Android 13 (API 33): Foreground service type enforcement tightened. Apps declaring foregroundServiceType="location" must hold ACCESS_FINE_LOCATION or ACCESS_COARSE_LOCATION. This does not replace ACCESS_BACKGROUND_LOCATION but affects the foreground service workaround.

Android 14 (API 34): Foreground service types are now mandatory. Apps must declare foregroundServiceType in the manifest and hold the corresponding permissions at runtime. The location type requires active location permissions.

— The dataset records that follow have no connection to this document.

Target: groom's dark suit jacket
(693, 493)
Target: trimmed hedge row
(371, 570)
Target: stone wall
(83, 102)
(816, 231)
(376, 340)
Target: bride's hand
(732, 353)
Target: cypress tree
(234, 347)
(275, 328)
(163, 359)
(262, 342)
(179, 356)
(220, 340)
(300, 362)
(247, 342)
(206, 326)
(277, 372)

Workarounds When Background Location Is Denied

Technique Mechanism Limitations
Foreground service with notification Declare foregroundServiceType="location" with a persistent notification Visible to user, can be dismissed on Android 13+
WorkManager periodic tasks Schedule recurring work that reads getLastKnownLocation() Subject to battery optimization, may get stale location
AlarmManager + setExactAndAllowWhileIdle() Wake the app at exact intervals to grab location Doze mode limits frequency, gets killed quickly
Push notification trigger FCM message triggers location read in message handler Brief execution window, unreliable for continuous tracking
Companion device pairing Use CompanionDeviceManager to exempt from background restrictions Requires user interaction, device pairing step
Accessibility service abuse Read location from other apps' UI or maintain process priority Requires accessibility grant, heavily scrutinized

Detection

In the manifest:

<uses-permission android:name="android.permission.ACCESS_BACKGROUND_LOCATION" />

The presence of ACCESS_BACKGROUND_LOCATION in any app that is not a navigation, fitness tracking, or family safety app is a strong red flag.

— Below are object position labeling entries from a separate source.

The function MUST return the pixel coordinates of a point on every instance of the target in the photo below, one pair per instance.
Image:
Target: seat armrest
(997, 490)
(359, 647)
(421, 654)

Key indicators during analysis:

Signal What to Look For
Manifest ACCESS_BACKGROUND_LOCATION + RECEIVE_BOOT_COMPLETED + INTERNET
PendingIntent registration requestLocationUpdates() with PendingIntent instead of LocationCallback
Geofence setup addGeofences() calls, especially with coordinates matching country boundaries
Database storage Local SQLite tables storing latitude, longitude, timestamp, accuracy columns
Service declarations foregroundServiceType="location" combined with minimal or deceptive notification text
Boot receiver BroadcastReceiver for BOOT_COMPLETED that re-registers location requests

Apps that request background location but have no visible mapping, navigation, or fitness UI are almost certainly collecting location for exfiltration. Cross-reference the requested permissions with the app's declared functionality to identify the mismatch.